Baseline measurements were taken of each participant’s muscle strength and endurance, functional power threshold, body composition, and sex hormones, with follow-up measurements taken at four and eight weeks. Participants agreed to perform a whole-body calisthenics program three times per week for the duration of the study period.
After eight weeks, researchers analyzed the data and determined that all three groups had improved their maximal leg press scores from baseline measurements. Notable to researchers, however, was that both fenugreek-treated groups had improved more than the placebo group.
Further analysis showed that additional improvements were observed in the fenugreek groups in a dose-dependent manner, with subjects taking 600 mg of Testofen displaying more significant results across an array of indicators.

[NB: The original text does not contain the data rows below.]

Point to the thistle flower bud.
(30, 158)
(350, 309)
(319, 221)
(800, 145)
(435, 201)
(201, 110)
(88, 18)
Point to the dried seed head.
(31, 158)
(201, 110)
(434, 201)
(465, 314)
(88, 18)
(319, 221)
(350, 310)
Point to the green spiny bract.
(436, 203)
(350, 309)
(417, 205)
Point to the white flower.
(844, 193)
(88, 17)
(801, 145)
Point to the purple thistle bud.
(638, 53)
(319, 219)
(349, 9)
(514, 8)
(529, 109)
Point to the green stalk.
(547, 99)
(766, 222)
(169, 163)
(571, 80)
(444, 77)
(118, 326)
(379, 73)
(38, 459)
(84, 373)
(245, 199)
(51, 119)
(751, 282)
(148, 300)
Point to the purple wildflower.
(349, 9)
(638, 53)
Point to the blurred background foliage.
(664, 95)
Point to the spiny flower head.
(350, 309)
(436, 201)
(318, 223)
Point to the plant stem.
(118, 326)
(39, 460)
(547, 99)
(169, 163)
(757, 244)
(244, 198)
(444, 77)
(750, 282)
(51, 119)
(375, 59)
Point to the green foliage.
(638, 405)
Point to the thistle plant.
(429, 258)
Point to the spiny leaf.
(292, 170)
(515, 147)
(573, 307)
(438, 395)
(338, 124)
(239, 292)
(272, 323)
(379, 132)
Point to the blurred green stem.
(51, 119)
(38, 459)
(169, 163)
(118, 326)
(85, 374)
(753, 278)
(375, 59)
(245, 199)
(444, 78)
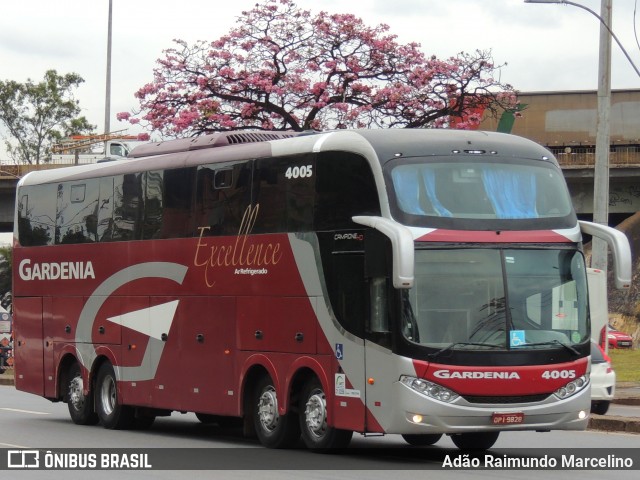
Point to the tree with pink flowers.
(283, 68)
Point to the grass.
(626, 364)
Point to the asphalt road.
(30, 422)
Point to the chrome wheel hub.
(315, 413)
(268, 409)
(76, 395)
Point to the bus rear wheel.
(273, 430)
(80, 405)
(422, 440)
(313, 420)
(112, 414)
(475, 440)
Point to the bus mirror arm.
(619, 247)
(401, 244)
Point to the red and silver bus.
(414, 282)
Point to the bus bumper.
(422, 415)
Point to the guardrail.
(574, 157)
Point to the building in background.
(565, 122)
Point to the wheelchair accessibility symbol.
(517, 338)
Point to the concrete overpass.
(624, 192)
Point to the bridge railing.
(582, 156)
(571, 156)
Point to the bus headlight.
(429, 389)
(572, 387)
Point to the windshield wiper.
(552, 342)
(462, 344)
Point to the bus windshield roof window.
(487, 190)
(460, 297)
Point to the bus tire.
(273, 430)
(475, 440)
(422, 439)
(316, 434)
(112, 414)
(80, 405)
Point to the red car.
(619, 339)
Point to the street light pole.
(601, 171)
(107, 102)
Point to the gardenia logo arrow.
(141, 320)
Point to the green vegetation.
(626, 364)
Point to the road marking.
(17, 410)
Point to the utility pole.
(601, 171)
(107, 102)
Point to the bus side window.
(77, 210)
(105, 209)
(285, 192)
(176, 203)
(37, 213)
(222, 198)
(345, 187)
(153, 206)
(127, 208)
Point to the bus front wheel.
(475, 440)
(80, 405)
(112, 414)
(313, 420)
(273, 430)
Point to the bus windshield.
(490, 298)
(495, 189)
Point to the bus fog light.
(572, 387)
(429, 389)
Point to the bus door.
(348, 293)
(28, 342)
(379, 365)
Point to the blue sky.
(546, 47)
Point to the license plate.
(507, 418)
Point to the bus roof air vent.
(218, 139)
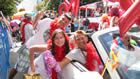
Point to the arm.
(37, 48)
(64, 62)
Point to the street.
(13, 59)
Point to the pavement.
(13, 59)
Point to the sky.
(29, 5)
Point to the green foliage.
(54, 4)
(8, 7)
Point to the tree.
(54, 4)
(8, 7)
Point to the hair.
(79, 32)
(29, 18)
(68, 16)
(66, 49)
(25, 15)
(114, 12)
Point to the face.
(81, 41)
(59, 39)
(126, 40)
(63, 21)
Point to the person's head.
(126, 40)
(29, 18)
(59, 39)
(64, 20)
(81, 39)
(25, 15)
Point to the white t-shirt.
(38, 37)
(28, 31)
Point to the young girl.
(58, 46)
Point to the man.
(46, 25)
(85, 53)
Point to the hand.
(32, 68)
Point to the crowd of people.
(50, 35)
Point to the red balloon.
(125, 4)
(76, 7)
(73, 5)
(67, 3)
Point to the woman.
(129, 58)
(59, 47)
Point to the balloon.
(63, 5)
(130, 17)
(67, 2)
(73, 5)
(125, 4)
(76, 7)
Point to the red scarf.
(23, 31)
(59, 55)
(54, 26)
(91, 54)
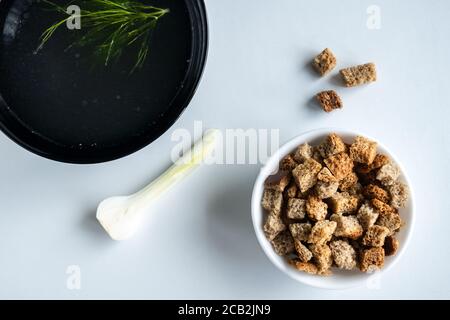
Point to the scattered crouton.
(324, 62)
(391, 246)
(343, 202)
(367, 216)
(272, 201)
(322, 232)
(388, 174)
(347, 227)
(375, 236)
(363, 150)
(283, 243)
(303, 152)
(359, 75)
(399, 194)
(316, 208)
(373, 191)
(329, 100)
(340, 165)
(371, 259)
(296, 208)
(305, 174)
(343, 254)
(300, 231)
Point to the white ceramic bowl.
(341, 279)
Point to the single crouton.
(273, 226)
(325, 175)
(307, 267)
(375, 236)
(359, 75)
(322, 232)
(343, 254)
(329, 100)
(390, 220)
(381, 207)
(278, 182)
(296, 208)
(367, 216)
(324, 62)
(388, 174)
(272, 201)
(283, 243)
(332, 145)
(373, 191)
(371, 259)
(303, 152)
(305, 174)
(291, 190)
(399, 194)
(303, 252)
(288, 163)
(300, 231)
(348, 182)
(326, 189)
(391, 246)
(322, 257)
(363, 150)
(343, 202)
(340, 165)
(316, 208)
(347, 227)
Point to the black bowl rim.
(199, 53)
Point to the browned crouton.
(391, 246)
(367, 216)
(329, 100)
(288, 163)
(272, 201)
(375, 236)
(303, 252)
(343, 202)
(307, 267)
(399, 194)
(373, 191)
(305, 174)
(283, 243)
(343, 254)
(296, 208)
(316, 208)
(278, 182)
(371, 259)
(363, 150)
(340, 165)
(303, 152)
(358, 75)
(322, 232)
(324, 62)
(300, 231)
(347, 227)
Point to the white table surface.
(200, 242)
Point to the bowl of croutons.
(333, 208)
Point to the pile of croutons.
(335, 205)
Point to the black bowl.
(59, 104)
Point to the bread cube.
(359, 75)
(324, 62)
(340, 165)
(296, 208)
(375, 236)
(305, 174)
(344, 255)
(363, 150)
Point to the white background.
(200, 242)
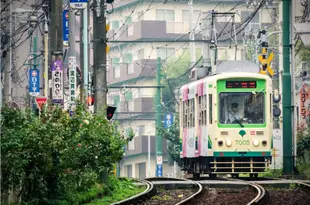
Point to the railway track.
(192, 192)
(139, 198)
(197, 186)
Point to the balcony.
(140, 146)
(125, 72)
(147, 29)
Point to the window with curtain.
(128, 62)
(164, 53)
(254, 23)
(116, 68)
(196, 16)
(164, 15)
(115, 25)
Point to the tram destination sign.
(240, 84)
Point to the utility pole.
(100, 61)
(100, 55)
(159, 140)
(82, 50)
(8, 63)
(286, 86)
(192, 32)
(56, 43)
(85, 49)
(45, 8)
(72, 56)
(294, 113)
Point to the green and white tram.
(226, 124)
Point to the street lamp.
(149, 149)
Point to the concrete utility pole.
(72, 56)
(56, 35)
(159, 139)
(294, 112)
(100, 55)
(286, 86)
(82, 50)
(8, 63)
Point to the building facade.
(132, 62)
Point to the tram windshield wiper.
(239, 122)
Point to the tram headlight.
(255, 143)
(264, 142)
(228, 142)
(220, 143)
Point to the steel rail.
(184, 201)
(136, 199)
(261, 192)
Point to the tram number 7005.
(242, 142)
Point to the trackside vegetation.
(58, 159)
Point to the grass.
(122, 190)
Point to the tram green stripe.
(240, 154)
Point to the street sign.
(65, 27)
(159, 172)
(40, 102)
(57, 82)
(168, 120)
(72, 78)
(159, 160)
(34, 82)
(78, 4)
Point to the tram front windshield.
(245, 108)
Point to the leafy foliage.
(176, 71)
(172, 135)
(54, 155)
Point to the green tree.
(176, 71)
(56, 155)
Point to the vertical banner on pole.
(57, 82)
(65, 27)
(34, 82)
(72, 79)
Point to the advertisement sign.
(65, 27)
(72, 78)
(57, 82)
(168, 120)
(78, 4)
(304, 96)
(34, 82)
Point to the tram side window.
(185, 114)
(210, 109)
(191, 119)
(200, 110)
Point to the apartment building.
(133, 63)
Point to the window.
(164, 15)
(128, 20)
(195, 18)
(141, 54)
(242, 108)
(116, 68)
(254, 23)
(115, 25)
(164, 53)
(128, 62)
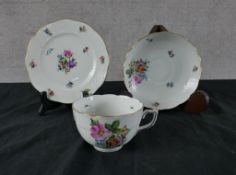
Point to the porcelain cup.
(107, 122)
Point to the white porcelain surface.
(66, 58)
(108, 121)
(162, 70)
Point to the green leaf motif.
(115, 124)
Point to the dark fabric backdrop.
(179, 143)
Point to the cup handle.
(152, 122)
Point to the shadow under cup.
(109, 121)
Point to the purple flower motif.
(66, 61)
(99, 132)
(136, 80)
(70, 64)
(68, 53)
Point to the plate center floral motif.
(108, 135)
(137, 71)
(66, 61)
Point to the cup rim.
(119, 96)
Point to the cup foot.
(107, 150)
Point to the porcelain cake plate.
(162, 70)
(65, 59)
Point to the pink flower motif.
(136, 79)
(68, 53)
(99, 132)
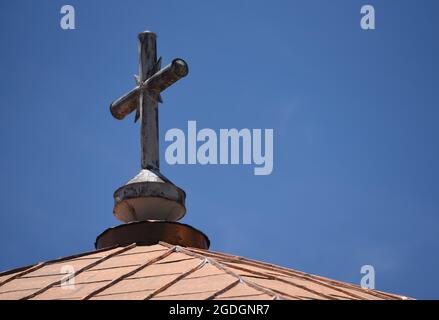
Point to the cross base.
(149, 196)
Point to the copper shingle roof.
(165, 271)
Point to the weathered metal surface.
(152, 232)
(159, 82)
(148, 106)
(149, 195)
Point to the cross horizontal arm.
(158, 82)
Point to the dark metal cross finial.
(144, 98)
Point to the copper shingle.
(165, 271)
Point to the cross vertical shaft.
(148, 104)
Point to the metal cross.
(144, 98)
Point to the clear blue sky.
(355, 118)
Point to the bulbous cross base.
(149, 196)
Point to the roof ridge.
(174, 281)
(220, 266)
(315, 278)
(130, 273)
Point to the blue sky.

Fenugreek Helps Retain Muscle While Reducing Fat
Fitness enthusiasts seeking to increase lean muscle mass while decreasing body fat should take note: Study participants taking 600 mg of fenugreek extract experienced decreased body fat of around 1.4 percent while also demonstrating increased lean muscle mass of 1.8 percent after eight weeks of supplementation as compared to placebo.
The 600-mg group also demonstrated an increase in testosterone concentration from baseline to the final eight-week measurement. Increased testosterone is generally associated with increases in muscle size and strength.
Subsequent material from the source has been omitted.